I took another long draft of barley water—savoring its soft, slippery sweetness—then reported the events at the clearing. I skipped a little over the circle of men and Mulholland’s attack upon me; it would distress Julia and Charlotte, and I certainly did not wish to relive it. At some point I would have to think on it, perhaps even talk of it after enough time had passed, but not now. Otherwise, I reported it all, or as much as I could recall.
“That is quite some ordeal, my dear,” Charlotte said softly, her head tilted to one side. I think she knew I was holding something back.
“Mulholland is really dead?” Julia asked. “I think you tried to tell me in the phaeton, but you were not quite making sense.”
“Yes, very dead.” I pushed away the image of his glazed eyes. And that last rictus smile.
“Who shot him?” Charlotte asked.
“I do not know. I was facing the other way.”
“Well, it does not matter,” Julia said briskly. She released my hand. “He is dead and now the matter is closed.”
Julia was not usually so callous. And oddly, she would not meet my eye. It took me a few seconds to understand why: she did not wish to know in case it was Mr. Kent. The sixth commandment was “Thou shalt not kill”—heaven cried out for vengeance upon those who killed with intent, and all who helped them—and Julia lived by the commandments. I hoped Mr. Kent had not killed Mulholland, for my sister’s sake. On the other hand, if it was Evan who had fired the fatal shot, that did not distress me at all.
“But the matter is not closed, is it?” Charlotte said. “Whoever is behind Mulholland is not dead.”
“True,” I said. “But we have a name. Charles Whitmore.”
Charlotte shook her head. “I do not understand why Charles Whitmore would want Lord Evan dead. There is no connection. None at all.”
“Nor, it would seem, to the duel and the death of Sanderson twenty years ago,” I said.
“Even so, you have Whitmore’s involvement from two sources now, so there must be something to it.”
A silence fell as we mused individually upon the conundrum. I took a sip of barley water. I certainly had no answers, but another question came to mind.
“Where is Duffy?” I asked.
Julia sighed. “He has gone back to London. Apparently, he returned here after I left to fetch the army, and then set off at first light.”
Charlotte nodded her accord with that report. “He was most keen to go and would not even stay for breakfast.”
“I thought he would follow you to meet the army upon the road,” I said to Julia. “Lud, what kind of brother is he?”
“Think on it, Gus. He is a magistrate. If he had met the army with me, he would have had to choose between betraying us or the law. So he chose to leave and not put himself in that position at all. I think, in his own way, he was trying to be a good brother.”
“You are more generous than I am,” I said.

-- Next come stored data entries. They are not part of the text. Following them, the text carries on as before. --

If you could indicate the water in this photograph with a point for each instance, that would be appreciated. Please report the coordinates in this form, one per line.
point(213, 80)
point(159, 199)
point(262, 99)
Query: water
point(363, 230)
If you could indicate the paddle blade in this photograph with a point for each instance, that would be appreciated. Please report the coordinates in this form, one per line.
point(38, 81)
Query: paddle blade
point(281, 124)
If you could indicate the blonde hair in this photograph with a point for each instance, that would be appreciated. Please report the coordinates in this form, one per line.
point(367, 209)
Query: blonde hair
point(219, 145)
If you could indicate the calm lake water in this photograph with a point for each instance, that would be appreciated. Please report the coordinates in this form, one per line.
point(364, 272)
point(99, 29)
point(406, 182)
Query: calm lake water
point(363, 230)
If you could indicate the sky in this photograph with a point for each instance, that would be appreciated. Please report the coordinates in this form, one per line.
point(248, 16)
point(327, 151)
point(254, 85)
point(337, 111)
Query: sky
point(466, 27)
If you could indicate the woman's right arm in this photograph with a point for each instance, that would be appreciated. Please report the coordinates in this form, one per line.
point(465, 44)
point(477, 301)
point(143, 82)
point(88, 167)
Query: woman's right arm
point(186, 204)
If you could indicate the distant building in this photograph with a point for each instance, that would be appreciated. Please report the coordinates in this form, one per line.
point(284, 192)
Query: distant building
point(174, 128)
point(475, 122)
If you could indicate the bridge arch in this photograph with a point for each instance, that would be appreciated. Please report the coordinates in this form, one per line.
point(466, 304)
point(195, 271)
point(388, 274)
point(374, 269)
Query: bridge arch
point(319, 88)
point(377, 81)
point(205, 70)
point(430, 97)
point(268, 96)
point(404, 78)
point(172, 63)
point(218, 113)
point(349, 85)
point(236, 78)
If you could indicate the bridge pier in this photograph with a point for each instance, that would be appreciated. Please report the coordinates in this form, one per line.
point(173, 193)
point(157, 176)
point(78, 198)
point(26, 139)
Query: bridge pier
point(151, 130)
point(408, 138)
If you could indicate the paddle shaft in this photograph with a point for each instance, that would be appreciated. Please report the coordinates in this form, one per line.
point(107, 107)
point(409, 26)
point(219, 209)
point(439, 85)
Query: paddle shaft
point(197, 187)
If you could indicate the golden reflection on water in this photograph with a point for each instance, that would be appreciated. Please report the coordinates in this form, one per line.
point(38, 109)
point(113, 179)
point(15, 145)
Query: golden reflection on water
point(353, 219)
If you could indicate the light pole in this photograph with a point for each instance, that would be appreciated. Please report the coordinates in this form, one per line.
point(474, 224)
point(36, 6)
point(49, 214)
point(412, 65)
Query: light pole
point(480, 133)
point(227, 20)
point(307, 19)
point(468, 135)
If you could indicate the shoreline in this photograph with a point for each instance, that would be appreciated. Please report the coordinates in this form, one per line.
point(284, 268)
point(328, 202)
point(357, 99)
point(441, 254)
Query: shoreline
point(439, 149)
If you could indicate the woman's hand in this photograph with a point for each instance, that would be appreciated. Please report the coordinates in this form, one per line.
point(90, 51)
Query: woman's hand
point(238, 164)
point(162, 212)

A knock upon the door sounded.
“Come,” Charlotte said.
I was expecting Tully with the food—which I rather wanted—but it was Hanford, Charlotte’s butler.

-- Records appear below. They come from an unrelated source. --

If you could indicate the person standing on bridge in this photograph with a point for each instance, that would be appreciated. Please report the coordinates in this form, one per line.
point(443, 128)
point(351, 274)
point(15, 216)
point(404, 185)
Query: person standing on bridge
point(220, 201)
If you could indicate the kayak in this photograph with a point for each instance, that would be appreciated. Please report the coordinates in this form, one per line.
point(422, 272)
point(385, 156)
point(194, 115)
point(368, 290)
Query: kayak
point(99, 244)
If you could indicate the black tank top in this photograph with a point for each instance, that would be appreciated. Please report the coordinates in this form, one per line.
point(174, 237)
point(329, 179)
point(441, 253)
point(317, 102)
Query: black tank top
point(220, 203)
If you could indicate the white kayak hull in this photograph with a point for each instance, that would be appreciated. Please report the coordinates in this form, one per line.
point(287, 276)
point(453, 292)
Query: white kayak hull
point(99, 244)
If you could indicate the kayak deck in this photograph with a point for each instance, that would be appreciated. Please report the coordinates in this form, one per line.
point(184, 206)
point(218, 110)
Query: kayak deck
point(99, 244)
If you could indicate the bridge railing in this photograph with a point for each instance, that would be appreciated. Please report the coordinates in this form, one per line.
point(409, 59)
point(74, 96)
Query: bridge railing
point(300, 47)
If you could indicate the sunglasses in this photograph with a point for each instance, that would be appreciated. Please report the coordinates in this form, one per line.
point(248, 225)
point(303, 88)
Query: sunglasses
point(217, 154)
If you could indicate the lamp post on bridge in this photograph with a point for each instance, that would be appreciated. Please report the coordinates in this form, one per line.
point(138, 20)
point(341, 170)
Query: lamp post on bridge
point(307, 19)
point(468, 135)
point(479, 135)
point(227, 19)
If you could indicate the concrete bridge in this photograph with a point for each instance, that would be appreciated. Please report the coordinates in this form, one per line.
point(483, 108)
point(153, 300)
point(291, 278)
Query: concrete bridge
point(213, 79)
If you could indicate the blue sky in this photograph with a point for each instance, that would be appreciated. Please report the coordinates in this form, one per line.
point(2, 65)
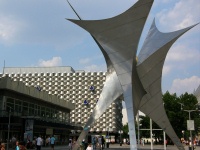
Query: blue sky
point(35, 33)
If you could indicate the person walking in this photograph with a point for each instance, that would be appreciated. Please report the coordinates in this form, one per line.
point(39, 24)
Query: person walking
point(17, 145)
point(52, 142)
point(3, 146)
point(102, 142)
point(39, 143)
point(94, 142)
point(89, 147)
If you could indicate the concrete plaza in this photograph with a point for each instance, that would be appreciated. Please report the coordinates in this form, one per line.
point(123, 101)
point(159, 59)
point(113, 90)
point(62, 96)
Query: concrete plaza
point(126, 147)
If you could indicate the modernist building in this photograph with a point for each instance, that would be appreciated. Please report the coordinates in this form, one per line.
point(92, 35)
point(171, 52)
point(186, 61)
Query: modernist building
point(26, 112)
point(78, 87)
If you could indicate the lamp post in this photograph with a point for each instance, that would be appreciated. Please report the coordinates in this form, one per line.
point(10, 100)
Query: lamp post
point(9, 113)
point(183, 135)
point(190, 123)
point(189, 111)
point(120, 133)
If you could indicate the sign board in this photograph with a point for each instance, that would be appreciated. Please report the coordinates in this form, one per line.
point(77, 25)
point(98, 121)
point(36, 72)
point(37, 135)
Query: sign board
point(49, 131)
point(190, 124)
point(28, 135)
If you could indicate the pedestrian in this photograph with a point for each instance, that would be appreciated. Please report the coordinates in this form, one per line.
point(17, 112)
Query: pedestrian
point(47, 141)
point(89, 147)
point(100, 143)
point(70, 144)
point(17, 145)
point(3, 146)
point(103, 142)
point(94, 142)
point(13, 140)
point(39, 142)
point(52, 142)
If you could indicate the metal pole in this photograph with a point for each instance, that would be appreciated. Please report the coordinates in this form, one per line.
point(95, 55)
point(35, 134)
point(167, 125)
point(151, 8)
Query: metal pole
point(164, 136)
point(151, 133)
point(8, 129)
point(138, 130)
point(190, 132)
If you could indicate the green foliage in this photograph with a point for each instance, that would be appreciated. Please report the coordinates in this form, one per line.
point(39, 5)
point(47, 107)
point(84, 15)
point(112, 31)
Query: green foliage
point(175, 107)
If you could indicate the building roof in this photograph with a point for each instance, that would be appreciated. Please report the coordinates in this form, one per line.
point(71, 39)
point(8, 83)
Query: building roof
point(60, 69)
point(197, 93)
point(20, 87)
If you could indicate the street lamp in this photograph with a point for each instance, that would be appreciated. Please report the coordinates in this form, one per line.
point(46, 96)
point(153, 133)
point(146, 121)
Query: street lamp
point(190, 123)
point(183, 135)
point(120, 133)
point(9, 113)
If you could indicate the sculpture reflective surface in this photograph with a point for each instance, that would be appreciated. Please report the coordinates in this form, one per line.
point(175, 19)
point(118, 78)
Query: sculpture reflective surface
point(139, 82)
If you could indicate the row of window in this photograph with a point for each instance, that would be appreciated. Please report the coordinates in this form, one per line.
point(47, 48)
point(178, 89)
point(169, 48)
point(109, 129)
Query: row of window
point(36, 110)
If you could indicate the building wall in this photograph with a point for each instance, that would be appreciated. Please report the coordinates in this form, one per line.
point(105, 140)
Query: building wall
point(73, 86)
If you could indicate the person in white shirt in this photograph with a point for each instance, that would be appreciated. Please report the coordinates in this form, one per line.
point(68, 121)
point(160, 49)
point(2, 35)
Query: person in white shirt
point(89, 147)
point(39, 143)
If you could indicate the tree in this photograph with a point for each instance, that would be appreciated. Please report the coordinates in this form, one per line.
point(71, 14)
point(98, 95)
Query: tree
point(175, 107)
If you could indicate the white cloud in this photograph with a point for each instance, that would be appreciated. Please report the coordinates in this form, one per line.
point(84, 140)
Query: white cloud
point(183, 53)
point(180, 86)
point(9, 28)
point(95, 68)
point(84, 61)
point(55, 61)
point(166, 69)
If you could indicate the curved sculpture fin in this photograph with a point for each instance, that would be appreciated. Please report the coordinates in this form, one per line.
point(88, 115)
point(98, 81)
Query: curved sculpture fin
point(150, 64)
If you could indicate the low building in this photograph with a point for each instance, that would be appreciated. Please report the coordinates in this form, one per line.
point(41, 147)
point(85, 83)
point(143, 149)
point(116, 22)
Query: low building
point(26, 112)
point(78, 87)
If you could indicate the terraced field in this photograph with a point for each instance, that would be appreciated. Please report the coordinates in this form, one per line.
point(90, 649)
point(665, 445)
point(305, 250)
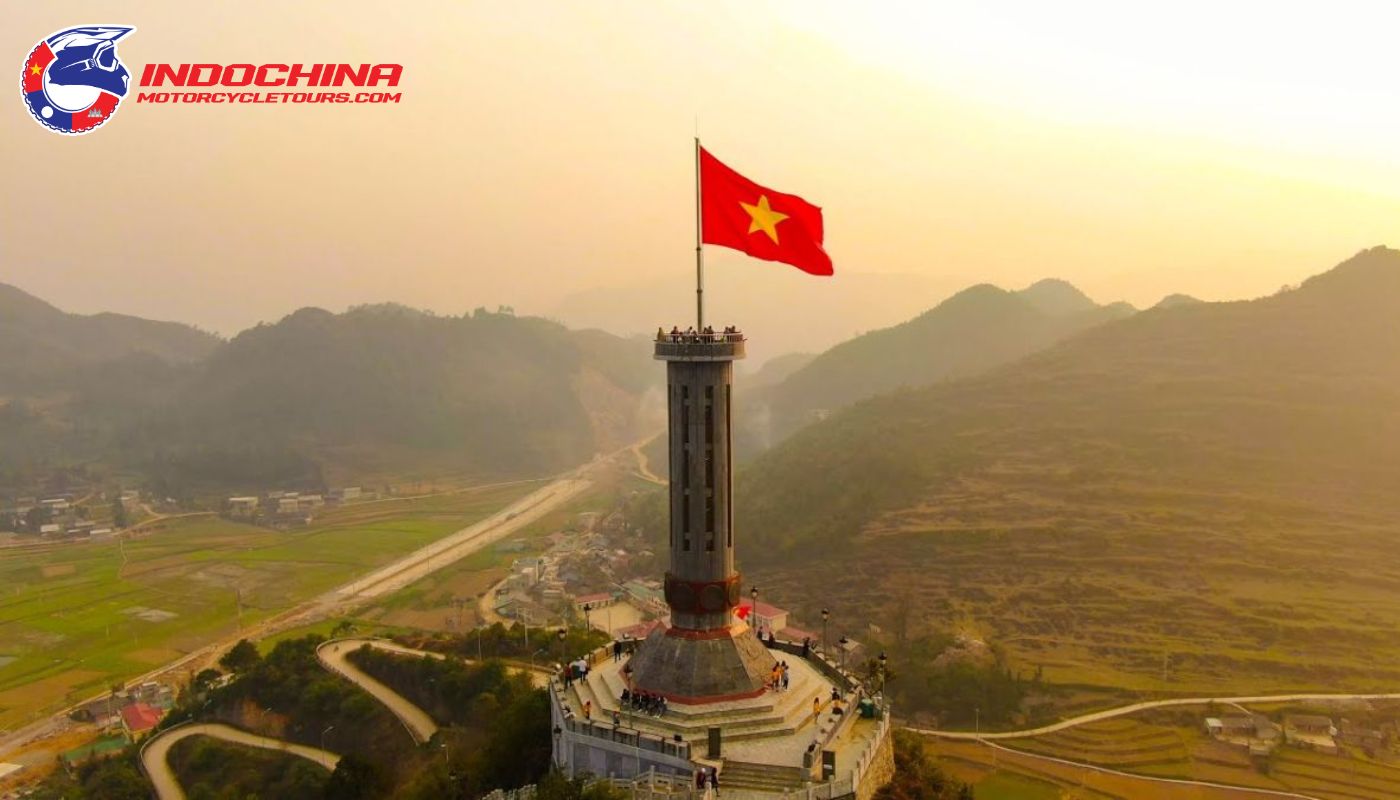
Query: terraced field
point(1171, 744)
point(1336, 776)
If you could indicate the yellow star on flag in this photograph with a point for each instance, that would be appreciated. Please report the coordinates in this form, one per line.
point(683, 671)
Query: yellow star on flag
point(762, 217)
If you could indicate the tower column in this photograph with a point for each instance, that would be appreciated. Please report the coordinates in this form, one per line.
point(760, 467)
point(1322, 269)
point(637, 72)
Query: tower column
point(706, 654)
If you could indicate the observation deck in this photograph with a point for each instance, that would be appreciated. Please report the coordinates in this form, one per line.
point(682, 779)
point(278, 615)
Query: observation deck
point(703, 346)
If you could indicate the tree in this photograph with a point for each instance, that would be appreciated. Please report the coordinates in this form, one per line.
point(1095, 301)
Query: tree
point(241, 657)
point(205, 678)
point(353, 779)
point(119, 517)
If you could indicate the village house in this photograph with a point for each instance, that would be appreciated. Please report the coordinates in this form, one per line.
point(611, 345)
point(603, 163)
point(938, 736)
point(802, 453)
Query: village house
point(242, 507)
point(139, 718)
point(1312, 732)
point(1368, 739)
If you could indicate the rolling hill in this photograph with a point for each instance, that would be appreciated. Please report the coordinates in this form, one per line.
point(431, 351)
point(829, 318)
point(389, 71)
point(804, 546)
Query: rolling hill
point(321, 395)
point(1196, 496)
point(972, 331)
point(42, 343)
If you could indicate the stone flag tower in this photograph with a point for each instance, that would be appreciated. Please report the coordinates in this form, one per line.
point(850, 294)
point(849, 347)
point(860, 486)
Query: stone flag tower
point(706, 654)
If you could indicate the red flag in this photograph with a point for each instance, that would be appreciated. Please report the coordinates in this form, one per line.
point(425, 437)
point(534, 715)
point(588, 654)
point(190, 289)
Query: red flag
point(748, 217)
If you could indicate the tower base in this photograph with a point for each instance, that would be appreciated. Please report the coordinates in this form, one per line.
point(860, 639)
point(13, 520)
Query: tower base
point(702, 666)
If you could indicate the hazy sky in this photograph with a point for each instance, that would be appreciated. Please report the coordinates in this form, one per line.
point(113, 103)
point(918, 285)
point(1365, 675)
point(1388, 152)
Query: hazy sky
point(545, 149)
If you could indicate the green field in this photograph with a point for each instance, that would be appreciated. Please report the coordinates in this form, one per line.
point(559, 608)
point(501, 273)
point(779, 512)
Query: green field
point(430, 604)
point(74, 618)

He bowed and addressed his mistress. “My lady, a Captain Morland is downstairs and demands to see Lady Augusta and Lady Julia. He says he has the authority of the British Army and will not go until he has seen them.”
Charlotte eyed me. “Shall I send him away? For all the army bluster, he is still the son of our friends and I am sure I can get him to leave.”
It was tempting, but I shook my head, the action sending a shooting pain into my temple. “It will have to be done at some point—it might as well be now. Are you ready for it, Julia? You are the one who lied to his face.”
“We all lied to his face,” my sister said. “And I rather think we are about to do so again.”